The Northland Pyrite Mine, also known as James Lake Mine, Rib Lake Mine, Harris Mine or simply Northland Mine, is an abandoned underground mine in Northeastern Ontario, Canada, located on the southwestern shore of James Lake in Best Township of Temagami. It was operated by the Northland Mining Company during the early 1900s with the construction of a 91 m shaft and many open-cuts north of the shaft. Minerals present at the mine include chalcopyrite, pyrite and pyrrhotite, deposited in Precambrian volcanic rock of the Canadian Shield.

==History==
Before the operation of Northland Pyrite Mine in the early 1900s, water levels of James Lake increased and decreased. The cause of this alternation could have been caused by beavers building dams in the lake's outlet, eventually causing the water levels to rise. This rise in water levels began to cease in 1906 when operations of the Northland Pyrite Mine began to dump volcanic waste rock along the southwestern shore of James Lake. This began with the construction of the 91 m shaft and the several open-cuts north of the shaft, but the mine site was originally discovered in 1903. Erosion of the volcanic waste rock resulted in the development of acidic lake wastewaters next to the waste pile, causing organisms around the mine to disappear. The name Harris Mine was coined for Northland Pyrite Mine by E.L. Fraleck in 1907 when Northland was actively operating for a year.
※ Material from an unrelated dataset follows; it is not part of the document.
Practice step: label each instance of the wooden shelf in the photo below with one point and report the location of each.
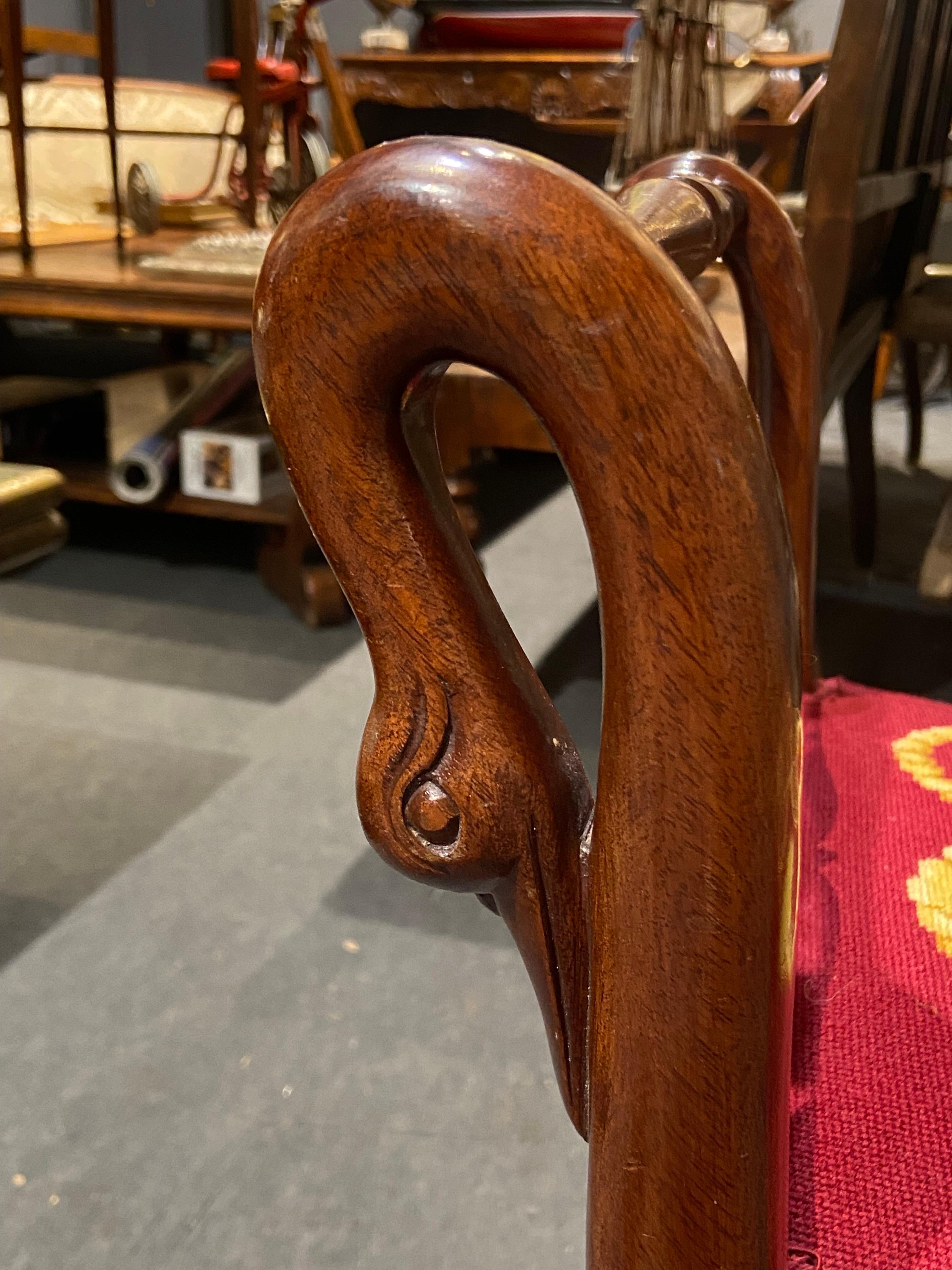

From February 1906 to March 1911, the Northland Pyrite Mine was in nearly continuous production. According to a former report from the Ontario Northland Railway, 76,067,050 pounds were sent throughout this epoch and was shipped to the town of Cobalt further north. A.A. Cole, who was the former manager of the former Temiskaming Testing Laboratories facility in Cobalt, stated the closure of Northland was due to the mine transporting pyrrhotite instead of pyrite for three days. The mined pyrrhotite was said to be in a parallel lens to the mined pyrite and its quality was unnoticed. During mine closer in March 1911, the 91 m shaft was filled in with logs and waste rock and the adjacent waters of James Lake has since flooded the mine to create more acidic lake wastewater. Colours of the wastewater range from orange to dark red in the central portion of the mine site and green in a narrow open-cut at the southern end of the mine site just west of the mine shaft.

==Geology==
The Northland Pyrite Mine lies in a pyrite-bearing zone associated with a band of Keewatin bedded tuffs. This is the only major pyrite zone in the James Lake area and the Northland Pyrite Mine is the only past producer in the area, with no operating mines present. Cobalt-silver, molybdenum, platinum, nickel, gold and copper exist in the zone.